I think that the need for power as a manifestation of the survival instinct, has been transformed into a very perverse form of self-indulgence.The obsession with the need for power over others is a symptom of a deep and innate inferiority complex, tended to by various social and psychological factors. I see in the violent man, a deep incompetence; in the man hungry for power I see a tired and defeated mind; in those who constantly seek to wield influence over the opinions and actions of others, I see men unsure of themselves. Most importantly, in men who enjoy power for the sake of power, I see a lingering weakness and self-inadequacy. Behind great forts and great armies, I see a man afraid of the dark, his fear a vestigial remnant of childhood. I feel that the ambition for power must not be seen as a sign of confidence, but the characteristic of deep and far-reaching rot; which asks not of praise and adulation, but medicine and professional attention.

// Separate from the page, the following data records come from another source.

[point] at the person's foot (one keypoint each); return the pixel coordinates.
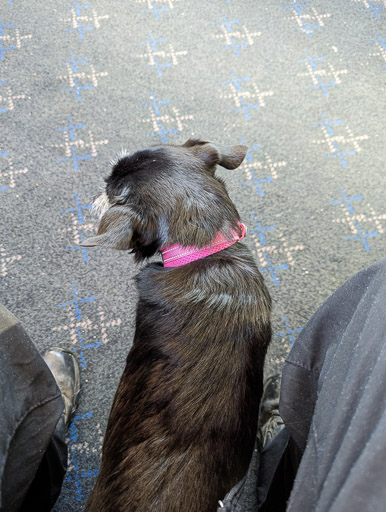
(270, 422)
(65, 369)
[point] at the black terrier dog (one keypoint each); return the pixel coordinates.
(183, 423)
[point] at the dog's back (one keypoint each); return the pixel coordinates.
(183, 423)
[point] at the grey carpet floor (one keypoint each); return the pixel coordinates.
(302, 84)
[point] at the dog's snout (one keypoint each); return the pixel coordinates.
(100, 204)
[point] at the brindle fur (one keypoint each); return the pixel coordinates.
(183, 423)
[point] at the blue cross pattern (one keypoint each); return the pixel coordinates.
(313, 63)
(78, 10)
(235, 46)
(338, 153)
(287, 332)
(76, 474)
(81, 345)
(305, 26)
(243, 108)
(269, 268)
(381, 40)
(71, 130)
(161, 130)
(157, 65)
(3, 153)
(3, 49)
(79, 210)
(374, 9)
(3, 110)
(77, 87)
(362, 235)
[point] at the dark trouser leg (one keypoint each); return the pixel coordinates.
(46, 486)
(31, 407)
(333, 400)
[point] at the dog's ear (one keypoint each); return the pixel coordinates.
(229, 157)
(115, 230)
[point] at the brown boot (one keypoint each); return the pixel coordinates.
(65, 369)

We see a manifestation of these mechanics in the way things have transpired in world history. Imperialism has been the characteristic of small states and nations. No Alexanders rose from the vast civilizations of China, India and Egypt, no hordes of men where sent to fund and fight wars in foreign lands and occupy nations. There was no desire of world dominance in the people of old and self-assured civilizations, indeed the lust for power has primarily preoccupied the minds of puny states and scattered islands - fights for cities and principalities. The nations of Europe that engaged in colonialism were truly no larger than the smallest provinces of the vast empires of the east.

The disturbing part is that children and young adults have been constantly indoctrinated with the idea that a need for power, a passion, is not only normal but in fact desirable. Powerful men and women have been idolized and revered, and sought as role models. People are taught to respect leaders and desire to be leaders themselves - not because leaders are developers of people and societies, but because leaders have power. It is not leadership that is inculcated in the corridors of schools and colleges, but a rat-race for more and more power.It is this destructive trend that we must work to protect our generations from.